O colosso
Lenphyr era um colosso de pedra que abrigava uma sociedade em cada ombro. Providenciava todos os recursos naturais necessários para que ambas as sociedades vivessem em paz. Seus pelos eram as árvores, as bactérias que ali viviam eram os animais que serviam de alimento para aquelas cidades, seu suor e lágrimas formavam rios e cachoeiras, e seu olhar era a visão de futuro para aquelas duas civilizações.
Andava errantemente em busca de um semelhante, porém colossos havia muito tinham sido extintos. Ele era o último, ao que parecia, mas acreditava não ser; e por isso nunca cessava andar, de forma que continuava a suar e prover água para aquelas pequenas pessoas que ali viviam.

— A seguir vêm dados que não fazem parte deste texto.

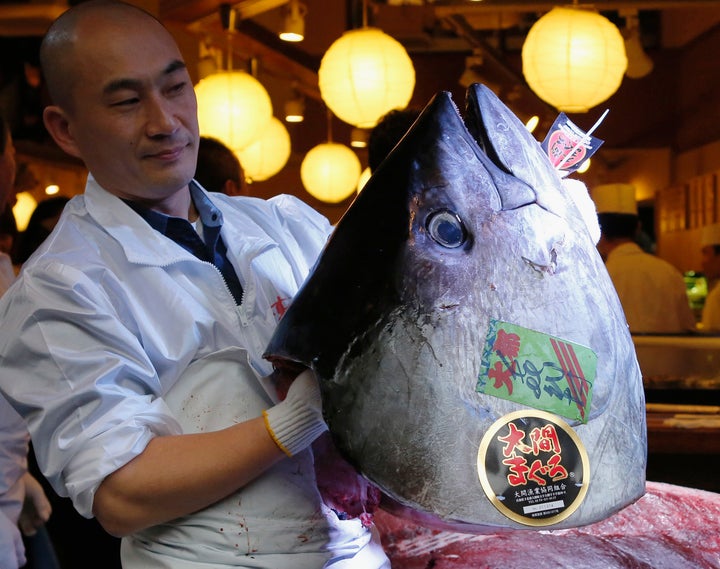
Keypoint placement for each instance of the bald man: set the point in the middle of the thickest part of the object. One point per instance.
(144, 316)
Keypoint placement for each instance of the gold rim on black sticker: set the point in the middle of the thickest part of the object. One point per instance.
(533, 467)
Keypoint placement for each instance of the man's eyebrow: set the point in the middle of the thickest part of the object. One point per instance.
(135, 84)
(174, 66)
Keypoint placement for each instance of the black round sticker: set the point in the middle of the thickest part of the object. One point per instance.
(533, 467)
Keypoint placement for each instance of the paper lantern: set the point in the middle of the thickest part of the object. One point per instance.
(268, 154)
(24, 207)
(233, 107)
(363, 179)
(574, 59)
(330, 171)
(364, 74)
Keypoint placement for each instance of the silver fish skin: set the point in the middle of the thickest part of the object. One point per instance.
(462, 226)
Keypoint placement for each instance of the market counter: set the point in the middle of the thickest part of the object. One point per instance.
(681, 375)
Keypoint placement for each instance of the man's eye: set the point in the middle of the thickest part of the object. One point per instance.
(125, 102)
(178, 87)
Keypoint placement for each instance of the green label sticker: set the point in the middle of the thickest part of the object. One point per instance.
(538, 370)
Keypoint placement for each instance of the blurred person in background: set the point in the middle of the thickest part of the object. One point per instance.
(710, 251)
(24, 508)
(41, 223)
(218, 168)
(651, 290)
(152, 294)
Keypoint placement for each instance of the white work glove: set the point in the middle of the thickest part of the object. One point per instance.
(297, 421)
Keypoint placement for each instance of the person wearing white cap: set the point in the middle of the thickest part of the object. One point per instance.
(651, 290)
(710, 243)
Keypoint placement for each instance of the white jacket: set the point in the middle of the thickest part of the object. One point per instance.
(13, 462)
(111, 314)
(651, 290)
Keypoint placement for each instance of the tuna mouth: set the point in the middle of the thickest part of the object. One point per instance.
(521, 169)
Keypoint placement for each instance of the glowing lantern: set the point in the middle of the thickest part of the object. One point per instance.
(364, 74)
(330, 172)
(268, 154)
(22, 210)
(233, 107)
(574, 59)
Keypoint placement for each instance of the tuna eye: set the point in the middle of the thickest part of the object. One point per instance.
(446, 228)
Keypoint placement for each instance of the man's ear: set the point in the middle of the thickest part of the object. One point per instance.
(58, 126)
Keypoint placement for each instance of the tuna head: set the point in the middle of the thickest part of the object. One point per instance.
(461, 289)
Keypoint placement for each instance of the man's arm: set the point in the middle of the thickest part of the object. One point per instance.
(177, 475)
(180, 474)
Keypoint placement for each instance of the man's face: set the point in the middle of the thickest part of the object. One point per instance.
(7, 174)
(134, 112)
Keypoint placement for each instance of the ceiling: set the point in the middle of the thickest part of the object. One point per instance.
(665, 109)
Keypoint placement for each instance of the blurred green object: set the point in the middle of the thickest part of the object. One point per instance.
(696, 285)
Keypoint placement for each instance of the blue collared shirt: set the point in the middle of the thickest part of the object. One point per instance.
(212, 249)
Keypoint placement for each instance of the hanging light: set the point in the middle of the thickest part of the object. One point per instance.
(359, 137)
(293, 29)
(295, 108)
(330, 172)
(363, 179)
(25, 205)
(574, 59)
(364, 74)
(233, 107)
(268, 154)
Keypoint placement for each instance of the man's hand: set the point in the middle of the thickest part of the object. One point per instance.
(297, 421)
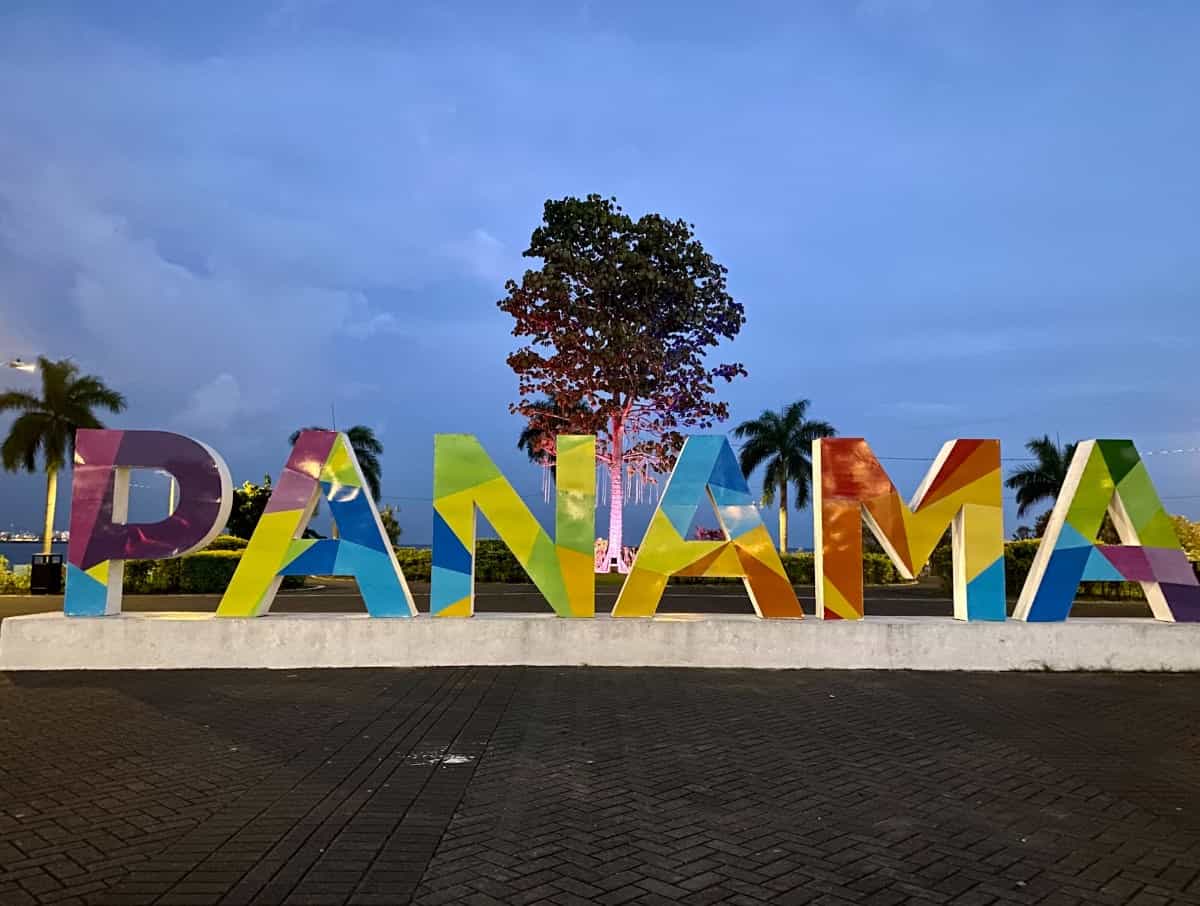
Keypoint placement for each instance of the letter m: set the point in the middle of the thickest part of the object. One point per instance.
(960, 491)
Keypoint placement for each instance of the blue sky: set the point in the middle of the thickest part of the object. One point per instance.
(945, 217)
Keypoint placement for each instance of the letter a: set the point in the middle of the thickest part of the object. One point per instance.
(1109, 477)
(707, 468)
(961, 490)
(563, 568)
(322, 465)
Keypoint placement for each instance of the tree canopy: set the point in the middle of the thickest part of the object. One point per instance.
(617, 322)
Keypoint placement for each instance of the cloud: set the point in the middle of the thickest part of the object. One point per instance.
(214, 406)
(484, 256)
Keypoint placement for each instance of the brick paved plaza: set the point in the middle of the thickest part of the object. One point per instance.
(601, 786)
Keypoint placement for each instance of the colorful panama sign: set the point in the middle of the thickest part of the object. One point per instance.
(961, 492)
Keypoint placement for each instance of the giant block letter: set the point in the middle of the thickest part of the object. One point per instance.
(101, 539)
(322, 465)
(465, 478)
(1109, 477)
(961, 490)
(707, 468)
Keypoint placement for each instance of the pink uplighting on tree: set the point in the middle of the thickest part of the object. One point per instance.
(617, 322)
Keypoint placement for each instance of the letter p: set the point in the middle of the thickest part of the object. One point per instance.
(101, 539)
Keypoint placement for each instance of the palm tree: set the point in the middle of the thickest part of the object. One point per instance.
(784, 442)
(48, 423)
(367, 449)
(1042, 479)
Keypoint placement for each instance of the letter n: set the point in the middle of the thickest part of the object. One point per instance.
(563, 568)
(322, 465)
(1109, 477)
(101, 539)
(708, 471)
(961, 491)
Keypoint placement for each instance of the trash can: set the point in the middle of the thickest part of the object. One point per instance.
(46, 574)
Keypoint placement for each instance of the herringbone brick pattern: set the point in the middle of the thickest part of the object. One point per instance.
(599, 786)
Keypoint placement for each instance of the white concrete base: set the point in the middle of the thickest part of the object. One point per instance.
(157, 641)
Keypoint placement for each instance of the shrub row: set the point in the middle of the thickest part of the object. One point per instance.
(496, 563)
(1018, 563)
(12, 582)
(202, 573)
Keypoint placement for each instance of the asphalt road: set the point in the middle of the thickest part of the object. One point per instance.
(341, 595)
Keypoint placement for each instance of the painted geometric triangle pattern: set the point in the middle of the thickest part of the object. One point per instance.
(961, 491)
(707, 474)
(322, 465)
(466, 478)
(101, 537)
(1109, 477)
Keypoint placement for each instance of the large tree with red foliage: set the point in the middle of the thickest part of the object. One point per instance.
(617, 322)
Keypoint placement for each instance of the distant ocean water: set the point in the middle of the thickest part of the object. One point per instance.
(22, 552)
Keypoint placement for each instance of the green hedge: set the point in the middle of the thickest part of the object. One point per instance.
(10, 582)
(496, 563)
(227, 543)
(1018, 563)
(203, 573)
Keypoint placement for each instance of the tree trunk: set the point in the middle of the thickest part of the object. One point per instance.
(616, 497)
(783, 516)
(52, 492)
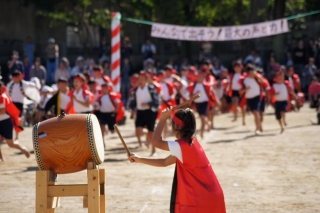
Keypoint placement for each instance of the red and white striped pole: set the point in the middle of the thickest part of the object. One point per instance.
(115, 52)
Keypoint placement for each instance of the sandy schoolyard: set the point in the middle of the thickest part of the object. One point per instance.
(266, 173)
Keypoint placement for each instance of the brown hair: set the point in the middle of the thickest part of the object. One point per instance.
(189, 124)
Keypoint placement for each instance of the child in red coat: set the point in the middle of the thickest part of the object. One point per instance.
(195, 187)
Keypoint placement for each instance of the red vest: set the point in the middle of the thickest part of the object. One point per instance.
(273, 99)
(113, 96)
(12, 111)
(69, 108)
(207, 88)
(296, 82)
(198, 189)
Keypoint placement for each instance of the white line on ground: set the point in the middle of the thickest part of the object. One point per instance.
(144, 207)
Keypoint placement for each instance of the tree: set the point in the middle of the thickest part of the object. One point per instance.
(78, 14)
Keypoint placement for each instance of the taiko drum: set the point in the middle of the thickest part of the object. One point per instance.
(65, 144)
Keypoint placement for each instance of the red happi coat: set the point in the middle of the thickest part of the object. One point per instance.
(198, 189)
(210, 79)
(171, 102)
(69, 108)
(113, 96)
(12, 111)
(207, 87)
(166, 103)
(296, 82)
(264, 86)
(290, 93)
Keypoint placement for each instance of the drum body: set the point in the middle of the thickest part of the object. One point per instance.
(65, 144)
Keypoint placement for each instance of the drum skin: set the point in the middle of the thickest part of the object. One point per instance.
(64, 144)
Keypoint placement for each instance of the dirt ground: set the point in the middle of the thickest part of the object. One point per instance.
(266, 173)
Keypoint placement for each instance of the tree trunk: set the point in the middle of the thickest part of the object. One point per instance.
(278, 40)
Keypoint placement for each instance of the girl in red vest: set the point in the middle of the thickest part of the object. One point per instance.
(234, 88)
(9, 119)
(202, 88)
(109, 104)
(282, 91)
(81, 98)
(195, 187)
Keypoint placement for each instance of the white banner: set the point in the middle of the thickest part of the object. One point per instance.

As duas civilizações eram pacíficas e jamais fizeram agressões mútuas. E assim seguiram por séculos.
Certo dia, Lenphyr, após caminhar por todo o mundo conhecido e não encontrar nenhum outro colosso, entristeceu-se e desanimou. Pensou por alguns meses que, de fato, era o único colosso andando sobre a terra e começou a chorar copiosamente enquanto andava. Por alguns anos, suas lágrimas foram tão constantes que encheram lagos e permitiram que aquelas duas civilizações progredissem enormemente, todavia, isto não durou para sempre. O colosso, certo dia, resolveu descansar e abandonar a busca por seus semelhantes. Seu suor acabou e os rios foram secando aos poucos de forma que se tornaram insuficientemente provedores para aquelas sociedades, agora, enormes. Lenphyr ficou sem lágrimas e não mais choveram bênçãos para aquelas pequenas pessoas. Era o início do fim.
O que era paz mútua, tornou-se agressão. Com a escassez de alimentos, ambas as sociedades passaram a guerrear entre si pelo monopólio das riquezas naturais que ainda restavam naqueles, agora, pobres territórios. Morte e caos se instauraram e a civilização mais forte subjulgou a mais fraca. Com o grande número de mortos, o problema da fome estava sanado; mas não a questão da água. Os civis sabiam que as nascentes dos rios vinham de debaixo das rochas, portanto não demoraram a decidir explorar o interior do colosso. Equipes de implosão se puseram a trabalhar e de mineiros a explorar. Não tardaram a encontrar água e, claro, a extraí-la para sua própria subsistência. A civilização soberana, que agora controlava as duas cidades, voltou a prosperar. E o colosso começou a desmoronar.
Como uma doença silenciosa que vem a lhe enfraquecer lentamente, aquelas pessoas foram destruindo a saúde do colosso aos poucos de forma que, após algumas décadas de exploração, Lenphyr não possuía mais forças para se erguer ou movimentar os braços para se defender. Sua saúde estava debilitada e aquelas civilizações também.
O sangue que escorria do colosso tornou o chão seco em fértil, criou mares e gerou vida. A que lhe era retirada, dava vida onde não havia uma. E assim ele foi morrendo. Aos poucos. Até que o colosso desmoronou completamente ao chão, formando uma imensa cadeia de montanhas. Dali, do chão, Lenphyr avistava outras cadeias de montanhas longínquas, as quais outrora foram os colossos que ele sempre estivera procurando. Estavam ali o tempo todo, apenas tão fracos que não conseguiam se erguer ou responder aos seus chamados. Não conseguiam dar sinal de vida, pois ali já não havia mais nenhuma.
E, da cadeia de rochas gigantes, saíram os humanos com um mundo quase infinito ao seu dispor diante de seus olhos. E não tardaram a explorá-lo assim como fizeram com Lenphyr, tal qual outras civilizações mais antigas em chão fizeram com seus colossos quando ainda estavam no ar, no alto de seus ombros.